Statistics show that those who follow a vegetarian or vegan diet are almost 1/3 less likely to be hospitalized or die from heart disease when factors such as age and gender are taken into consideration. So how exactly do these lifestyle choices reduce your chances of developing heart disease?
Causes of Heart Disease
Heart disease is a serious health condition that develops over time, within the walls of your coronary blood vessels (vessels supplying the heart). It begins with the accumulation of atheroma (plaque) which is often deposited due to high saturated fats, cholesterol and salt in the diet. This plaque can eventually build up and cause a stiffening of the blood vessel walls – restricting blood flow to the rest of your heart and body. This build up can cause stationary and mobile blood clots to form and increase your risk of having a myocardial infarction (heart attack) if the blood vessel is blocked entirely.
Heart disease usually occurs due to lifestyle choices such as a lack of regular exercise, a poor diet that is high in saturated fats and salt, being obese or overweight and smoking cigarettes.
Reasons Why a Vegetarian Diet Reduces the Risk:
- A vegetarian or vegan diet naturally consists of less cholesterol, often found in processed meats, diary, eggs and animal fats such as lard – this reduces the chances of plaque deposition and build-up.

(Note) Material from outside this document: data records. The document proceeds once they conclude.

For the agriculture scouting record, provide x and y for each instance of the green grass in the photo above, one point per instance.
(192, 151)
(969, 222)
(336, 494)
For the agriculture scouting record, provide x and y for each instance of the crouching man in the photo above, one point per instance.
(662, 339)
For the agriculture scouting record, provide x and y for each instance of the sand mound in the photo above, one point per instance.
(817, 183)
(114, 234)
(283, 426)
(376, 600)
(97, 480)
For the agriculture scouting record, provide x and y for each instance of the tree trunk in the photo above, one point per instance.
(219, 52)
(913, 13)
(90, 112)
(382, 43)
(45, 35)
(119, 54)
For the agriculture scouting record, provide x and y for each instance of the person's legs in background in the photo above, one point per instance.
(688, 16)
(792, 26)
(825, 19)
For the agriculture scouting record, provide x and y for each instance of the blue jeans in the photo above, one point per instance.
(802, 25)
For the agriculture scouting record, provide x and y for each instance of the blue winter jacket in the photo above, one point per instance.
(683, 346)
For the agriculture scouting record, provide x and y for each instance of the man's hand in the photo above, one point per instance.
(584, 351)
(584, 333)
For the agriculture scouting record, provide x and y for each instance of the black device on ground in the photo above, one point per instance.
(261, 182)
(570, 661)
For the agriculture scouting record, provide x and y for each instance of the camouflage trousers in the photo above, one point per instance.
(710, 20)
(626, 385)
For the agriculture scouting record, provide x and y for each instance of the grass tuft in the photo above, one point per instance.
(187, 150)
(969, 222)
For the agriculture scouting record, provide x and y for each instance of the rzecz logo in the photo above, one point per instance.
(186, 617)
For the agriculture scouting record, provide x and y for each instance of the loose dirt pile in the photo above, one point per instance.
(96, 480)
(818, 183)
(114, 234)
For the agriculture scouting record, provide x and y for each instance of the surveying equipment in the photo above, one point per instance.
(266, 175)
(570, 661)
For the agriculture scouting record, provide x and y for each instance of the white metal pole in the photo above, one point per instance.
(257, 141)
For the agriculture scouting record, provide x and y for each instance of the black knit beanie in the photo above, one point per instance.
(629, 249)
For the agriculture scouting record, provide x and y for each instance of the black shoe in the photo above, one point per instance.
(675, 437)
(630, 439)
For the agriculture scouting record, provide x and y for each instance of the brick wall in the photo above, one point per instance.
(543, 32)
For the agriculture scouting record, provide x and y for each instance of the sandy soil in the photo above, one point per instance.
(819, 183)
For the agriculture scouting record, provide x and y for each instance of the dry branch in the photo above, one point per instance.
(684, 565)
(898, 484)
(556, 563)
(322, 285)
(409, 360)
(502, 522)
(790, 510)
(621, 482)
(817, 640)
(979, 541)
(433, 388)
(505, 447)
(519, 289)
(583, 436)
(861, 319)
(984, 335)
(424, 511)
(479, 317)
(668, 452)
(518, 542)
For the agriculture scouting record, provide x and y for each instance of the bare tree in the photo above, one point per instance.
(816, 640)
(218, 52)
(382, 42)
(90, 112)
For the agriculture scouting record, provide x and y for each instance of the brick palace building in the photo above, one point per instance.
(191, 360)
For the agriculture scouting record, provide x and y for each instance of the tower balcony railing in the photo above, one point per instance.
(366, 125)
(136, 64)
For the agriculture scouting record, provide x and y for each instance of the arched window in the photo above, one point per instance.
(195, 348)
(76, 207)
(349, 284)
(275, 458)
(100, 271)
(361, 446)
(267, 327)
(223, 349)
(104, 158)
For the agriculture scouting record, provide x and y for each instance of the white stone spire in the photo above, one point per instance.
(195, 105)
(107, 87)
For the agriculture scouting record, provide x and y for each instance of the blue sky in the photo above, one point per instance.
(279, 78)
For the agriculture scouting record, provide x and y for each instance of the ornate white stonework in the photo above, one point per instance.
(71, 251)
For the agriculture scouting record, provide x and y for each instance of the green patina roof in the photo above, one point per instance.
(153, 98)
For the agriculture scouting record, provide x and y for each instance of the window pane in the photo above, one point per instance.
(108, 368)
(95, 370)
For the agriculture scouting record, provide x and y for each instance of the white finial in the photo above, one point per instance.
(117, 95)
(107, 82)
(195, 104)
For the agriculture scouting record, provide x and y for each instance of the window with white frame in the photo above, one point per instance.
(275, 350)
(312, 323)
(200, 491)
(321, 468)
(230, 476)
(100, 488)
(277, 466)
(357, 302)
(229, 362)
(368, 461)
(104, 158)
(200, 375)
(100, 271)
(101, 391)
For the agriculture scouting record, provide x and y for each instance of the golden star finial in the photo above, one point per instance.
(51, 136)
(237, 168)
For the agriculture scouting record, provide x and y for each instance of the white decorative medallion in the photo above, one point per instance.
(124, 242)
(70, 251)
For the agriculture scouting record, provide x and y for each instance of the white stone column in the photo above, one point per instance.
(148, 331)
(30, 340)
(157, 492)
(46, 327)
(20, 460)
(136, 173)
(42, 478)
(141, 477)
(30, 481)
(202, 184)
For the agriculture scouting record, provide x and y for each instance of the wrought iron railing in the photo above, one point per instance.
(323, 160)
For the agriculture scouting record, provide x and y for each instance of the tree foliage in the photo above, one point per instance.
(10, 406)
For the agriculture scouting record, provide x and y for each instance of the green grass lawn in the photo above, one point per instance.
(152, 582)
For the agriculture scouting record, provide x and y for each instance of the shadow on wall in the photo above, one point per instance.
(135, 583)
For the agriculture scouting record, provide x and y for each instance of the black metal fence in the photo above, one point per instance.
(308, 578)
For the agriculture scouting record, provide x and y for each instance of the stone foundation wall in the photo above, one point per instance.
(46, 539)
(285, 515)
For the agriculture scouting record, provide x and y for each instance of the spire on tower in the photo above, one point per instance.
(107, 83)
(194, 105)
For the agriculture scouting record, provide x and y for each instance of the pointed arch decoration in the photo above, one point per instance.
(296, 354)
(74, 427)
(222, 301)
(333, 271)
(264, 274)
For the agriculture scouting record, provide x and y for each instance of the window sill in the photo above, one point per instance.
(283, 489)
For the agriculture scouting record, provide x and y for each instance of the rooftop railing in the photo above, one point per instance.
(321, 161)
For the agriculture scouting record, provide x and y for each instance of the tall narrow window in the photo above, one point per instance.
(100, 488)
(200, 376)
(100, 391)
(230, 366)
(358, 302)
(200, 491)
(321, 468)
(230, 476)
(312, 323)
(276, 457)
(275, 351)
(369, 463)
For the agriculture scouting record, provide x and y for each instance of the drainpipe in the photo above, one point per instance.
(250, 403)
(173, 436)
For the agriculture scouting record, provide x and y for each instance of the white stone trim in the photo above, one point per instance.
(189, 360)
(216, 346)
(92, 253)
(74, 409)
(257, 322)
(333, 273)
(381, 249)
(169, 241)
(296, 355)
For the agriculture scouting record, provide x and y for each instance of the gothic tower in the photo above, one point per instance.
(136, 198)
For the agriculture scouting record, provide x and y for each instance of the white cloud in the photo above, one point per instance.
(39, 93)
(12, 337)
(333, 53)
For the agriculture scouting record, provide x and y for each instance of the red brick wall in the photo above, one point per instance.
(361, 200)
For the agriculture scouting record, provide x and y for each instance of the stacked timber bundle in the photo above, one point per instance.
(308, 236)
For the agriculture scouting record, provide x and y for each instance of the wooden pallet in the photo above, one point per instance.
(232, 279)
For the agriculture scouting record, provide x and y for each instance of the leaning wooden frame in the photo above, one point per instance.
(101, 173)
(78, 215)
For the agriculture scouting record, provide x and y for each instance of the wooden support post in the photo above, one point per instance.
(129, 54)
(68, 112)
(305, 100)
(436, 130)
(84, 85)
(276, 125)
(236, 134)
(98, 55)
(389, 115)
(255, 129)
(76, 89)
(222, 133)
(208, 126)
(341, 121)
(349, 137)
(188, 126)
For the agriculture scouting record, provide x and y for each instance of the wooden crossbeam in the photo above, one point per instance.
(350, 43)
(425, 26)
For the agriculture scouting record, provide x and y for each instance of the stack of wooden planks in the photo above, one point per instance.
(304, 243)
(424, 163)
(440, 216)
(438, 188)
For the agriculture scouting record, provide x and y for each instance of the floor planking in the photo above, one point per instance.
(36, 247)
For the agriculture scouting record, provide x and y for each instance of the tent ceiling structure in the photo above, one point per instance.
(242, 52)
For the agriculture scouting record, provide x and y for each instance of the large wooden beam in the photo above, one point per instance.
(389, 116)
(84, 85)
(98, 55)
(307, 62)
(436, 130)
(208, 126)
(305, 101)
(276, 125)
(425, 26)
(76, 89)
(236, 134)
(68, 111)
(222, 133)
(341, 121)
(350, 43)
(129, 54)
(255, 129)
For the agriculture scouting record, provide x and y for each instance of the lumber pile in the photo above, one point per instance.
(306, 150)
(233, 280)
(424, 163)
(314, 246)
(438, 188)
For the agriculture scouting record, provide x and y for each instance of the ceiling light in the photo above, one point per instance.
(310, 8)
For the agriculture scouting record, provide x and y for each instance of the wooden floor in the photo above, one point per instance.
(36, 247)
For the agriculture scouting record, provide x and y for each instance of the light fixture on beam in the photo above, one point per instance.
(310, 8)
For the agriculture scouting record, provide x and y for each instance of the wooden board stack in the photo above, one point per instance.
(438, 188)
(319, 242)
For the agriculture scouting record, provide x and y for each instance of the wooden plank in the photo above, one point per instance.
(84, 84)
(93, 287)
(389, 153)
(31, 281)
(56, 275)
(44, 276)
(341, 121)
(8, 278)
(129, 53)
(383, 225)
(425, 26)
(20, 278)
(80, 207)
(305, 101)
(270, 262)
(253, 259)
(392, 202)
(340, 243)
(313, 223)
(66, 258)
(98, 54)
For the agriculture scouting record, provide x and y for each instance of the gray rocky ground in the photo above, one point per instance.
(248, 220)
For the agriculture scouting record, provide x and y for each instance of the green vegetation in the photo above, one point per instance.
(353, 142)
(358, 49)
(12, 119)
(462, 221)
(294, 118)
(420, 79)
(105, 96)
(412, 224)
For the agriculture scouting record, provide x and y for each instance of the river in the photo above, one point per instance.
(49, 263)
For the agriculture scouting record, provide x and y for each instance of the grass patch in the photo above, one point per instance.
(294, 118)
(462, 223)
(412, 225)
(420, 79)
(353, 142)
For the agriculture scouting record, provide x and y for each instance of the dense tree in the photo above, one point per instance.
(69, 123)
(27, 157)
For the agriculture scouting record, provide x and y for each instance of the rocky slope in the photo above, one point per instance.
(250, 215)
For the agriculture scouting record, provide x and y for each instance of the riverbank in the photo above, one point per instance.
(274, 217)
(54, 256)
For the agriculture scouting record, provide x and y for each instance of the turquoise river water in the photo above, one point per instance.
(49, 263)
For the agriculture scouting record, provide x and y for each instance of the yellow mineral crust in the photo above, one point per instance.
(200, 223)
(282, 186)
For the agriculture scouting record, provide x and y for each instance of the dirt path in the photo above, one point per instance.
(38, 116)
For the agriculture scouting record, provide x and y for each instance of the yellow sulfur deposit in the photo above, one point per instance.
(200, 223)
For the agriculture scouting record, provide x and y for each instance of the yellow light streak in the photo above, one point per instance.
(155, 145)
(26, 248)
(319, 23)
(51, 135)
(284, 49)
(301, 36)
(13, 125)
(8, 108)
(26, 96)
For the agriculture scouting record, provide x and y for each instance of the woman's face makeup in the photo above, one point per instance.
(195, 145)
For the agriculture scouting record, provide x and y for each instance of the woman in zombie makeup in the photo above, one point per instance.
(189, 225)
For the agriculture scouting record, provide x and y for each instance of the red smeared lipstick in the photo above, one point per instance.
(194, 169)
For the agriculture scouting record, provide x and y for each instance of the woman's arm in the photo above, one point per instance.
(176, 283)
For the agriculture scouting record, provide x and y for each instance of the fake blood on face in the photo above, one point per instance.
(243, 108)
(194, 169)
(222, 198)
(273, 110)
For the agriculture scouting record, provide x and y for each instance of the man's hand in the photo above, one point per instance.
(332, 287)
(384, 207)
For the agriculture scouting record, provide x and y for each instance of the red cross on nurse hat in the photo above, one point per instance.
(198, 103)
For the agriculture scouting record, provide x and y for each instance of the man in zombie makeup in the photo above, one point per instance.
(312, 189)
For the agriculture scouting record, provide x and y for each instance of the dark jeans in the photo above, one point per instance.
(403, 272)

- Vegetarians tend to have a lower BMI when compared to those who consume meat and animal derived products. Being at a healthier weight reduces the pressure on your heart and chances of developing high blood pressure. They also have a lower risk of developing Type 2 diabetes due to these reasons.
- Vegetarian meals have a much lower content of saturated fats and have a higher proportion of foods that contain antioxidants, which can improve the health of the heart as well as strengthening the immune system.
Should I Be Making the Switch to Vegetarianism?
The beneficial effects that result from a vegetarian diet begin to occur from the early stages of making the lifestyle change and there is a wealth of evidence to support that this is true. However, completely eliminating animal products from your diet may be too much of a challenge and if this is the case, simply reducing your red meat or saturated fat consumption and perhaps being vegetarian one day a week can also help reduce your risk of developing heart disease. The changes don’t need to be drastic, they simply need to be maintained over time as one moves away from unhealthier habits and food substances.